Crespo's mother knew little English when she came to New Jersey at age 20. She became a certified nursing assistant and often depended on relatives to help watch Crespo and her older brother and younger sister. Crespo learned English in Camden's schools.

When Crespo was in eighth grade, she attended a high school fair and met students from Brimm, one of the city's two magnet high schools. They told her about the science experiments they worked on, and the projects they had entered into fairs. Brimm also boasts a high college acceptance rate for its students.

At Brimm, Crespo loved working on science projects, but not for the science.

"At fairs, people would come up to me and ask me about it - and I would have to sell it to them," she said. "Until that point, it was rare for me to have a platform where people would listen to what I had to say. It was like making an argument."

After high school, Crespo attended Georgian Court University in Ocean County. Though she felt Brimm had challenged her and prepared her academically, Crespo said, she often felt lonely in college, where many of her private-school-educated classmates assumed she was "tough" because she was from Camden.

"I was shocked at people's perceptions of me," Crespo said. "People would say to me all the time, 'Did you ever see somebody get shot?' Or they'd ask me questions about drugs, as if I would know."

She also felt the economic differences between her and many of her classmates, who often enjoyed lavish vacations while she worked through holiday breaks. She noticed that some seemed to coast through classes, confident that they'd have job leads lined up for them through parental connections.

But Crespo had professors who took an interest in her, and encouraged her not to give up, she said. Over the years, she learned to embrace her background.

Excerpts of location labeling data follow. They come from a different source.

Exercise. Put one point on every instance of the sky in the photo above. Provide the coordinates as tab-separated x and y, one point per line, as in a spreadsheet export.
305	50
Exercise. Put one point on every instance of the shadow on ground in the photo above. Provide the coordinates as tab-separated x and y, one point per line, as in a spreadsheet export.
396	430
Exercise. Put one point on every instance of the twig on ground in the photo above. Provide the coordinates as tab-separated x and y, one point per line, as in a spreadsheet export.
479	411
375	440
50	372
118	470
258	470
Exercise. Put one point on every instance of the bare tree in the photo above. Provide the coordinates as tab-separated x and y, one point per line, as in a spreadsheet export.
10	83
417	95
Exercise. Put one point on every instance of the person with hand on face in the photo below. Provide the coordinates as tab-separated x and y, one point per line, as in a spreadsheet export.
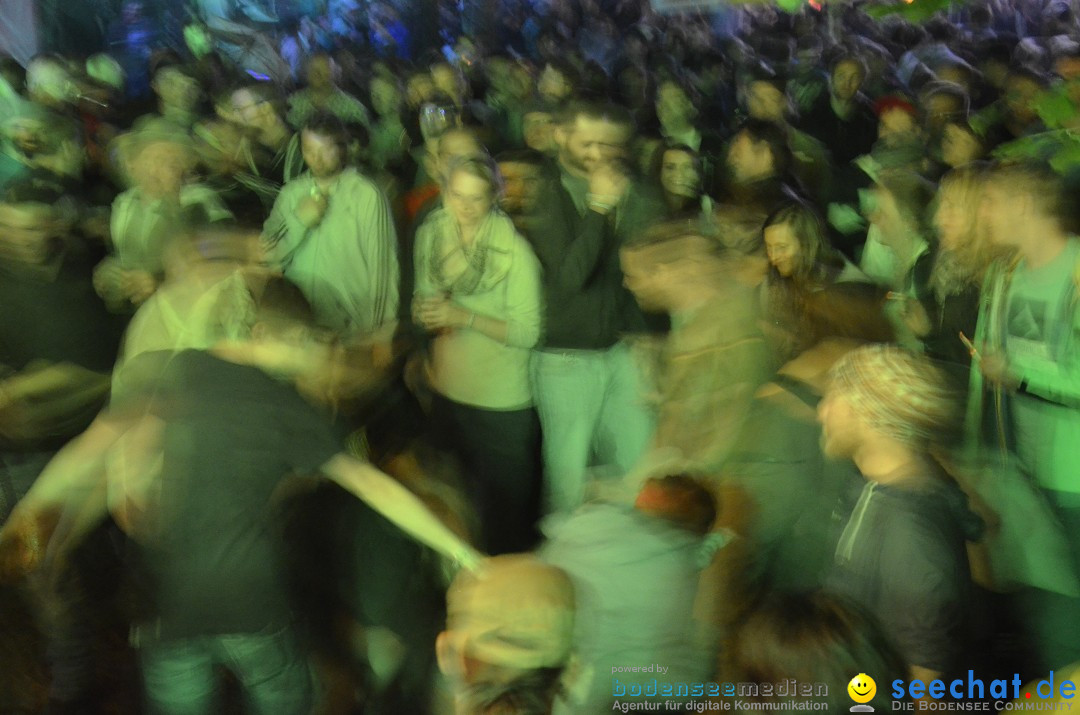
323	95
808	277
842	119
1028	355
585	383
522	176
478	295
678	173
332	233
903	551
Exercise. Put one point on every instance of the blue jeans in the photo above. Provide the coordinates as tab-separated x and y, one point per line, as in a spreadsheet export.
179	677
592	413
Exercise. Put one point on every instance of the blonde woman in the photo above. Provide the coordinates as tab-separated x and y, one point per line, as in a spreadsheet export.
478	296
963	256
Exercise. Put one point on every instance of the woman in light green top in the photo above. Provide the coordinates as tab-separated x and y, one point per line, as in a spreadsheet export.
478	296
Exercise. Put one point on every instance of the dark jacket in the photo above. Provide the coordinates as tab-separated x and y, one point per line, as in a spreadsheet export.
588	308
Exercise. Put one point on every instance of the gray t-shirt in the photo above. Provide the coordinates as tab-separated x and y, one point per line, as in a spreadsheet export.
1039	312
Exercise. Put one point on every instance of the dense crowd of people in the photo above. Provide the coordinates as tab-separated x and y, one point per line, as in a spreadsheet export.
742	346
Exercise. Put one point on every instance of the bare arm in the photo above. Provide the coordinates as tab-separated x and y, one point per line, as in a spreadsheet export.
387	496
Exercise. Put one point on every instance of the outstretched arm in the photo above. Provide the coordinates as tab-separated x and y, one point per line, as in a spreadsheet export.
387	496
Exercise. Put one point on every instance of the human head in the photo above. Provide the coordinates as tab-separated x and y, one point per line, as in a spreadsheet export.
1021	200
591	134
386	95
256	106
795	241
758	151
522	176
678	172
61	149
419	89
675	105
538	129
883	393
1023	88
472	189
766	99
898	119
50	82
898	205
943	103
437	116
448	80
813	637
956	213
508	636
669	265
847	77
324	143
30	229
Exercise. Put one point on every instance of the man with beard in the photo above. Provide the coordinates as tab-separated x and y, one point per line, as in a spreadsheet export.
585	385
332	233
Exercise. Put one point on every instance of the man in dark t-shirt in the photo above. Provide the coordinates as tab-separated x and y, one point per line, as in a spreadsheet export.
227	427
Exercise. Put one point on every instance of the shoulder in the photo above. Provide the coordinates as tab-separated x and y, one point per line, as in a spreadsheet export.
353	180
296	187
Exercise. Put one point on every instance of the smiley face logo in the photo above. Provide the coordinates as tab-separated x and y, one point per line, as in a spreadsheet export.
862	688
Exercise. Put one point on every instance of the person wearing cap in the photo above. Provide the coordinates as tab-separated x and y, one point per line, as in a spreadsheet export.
509	636
902	553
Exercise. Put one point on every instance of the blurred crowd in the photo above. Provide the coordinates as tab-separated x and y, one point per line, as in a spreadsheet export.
343	374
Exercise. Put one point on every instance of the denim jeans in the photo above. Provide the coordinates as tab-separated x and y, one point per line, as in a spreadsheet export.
593	414
179	677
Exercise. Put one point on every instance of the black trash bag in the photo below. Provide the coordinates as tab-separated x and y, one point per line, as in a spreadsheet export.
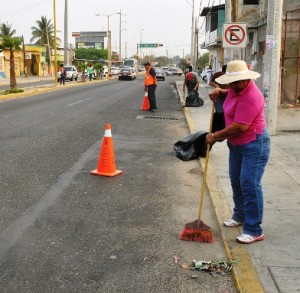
191	147
193	100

"I realized it didn't make me less," she said. "It made me more."

After graduation, Crespo clerked for a Gloucester County judge before joining South Jersey Legal Services last year. Doing outreach among potential clients, she sometimes walks into a trailer on a farm shared by nine men. Often, she said, the workers she meets are just grateful to have someone who can speak to them in Spanish.

"What I think about most is that no matter how hard they work, most of them will always be agricultural laborers," she said. "That doesn't have to be true for us in the United States. And I think that so many of us take that for granted."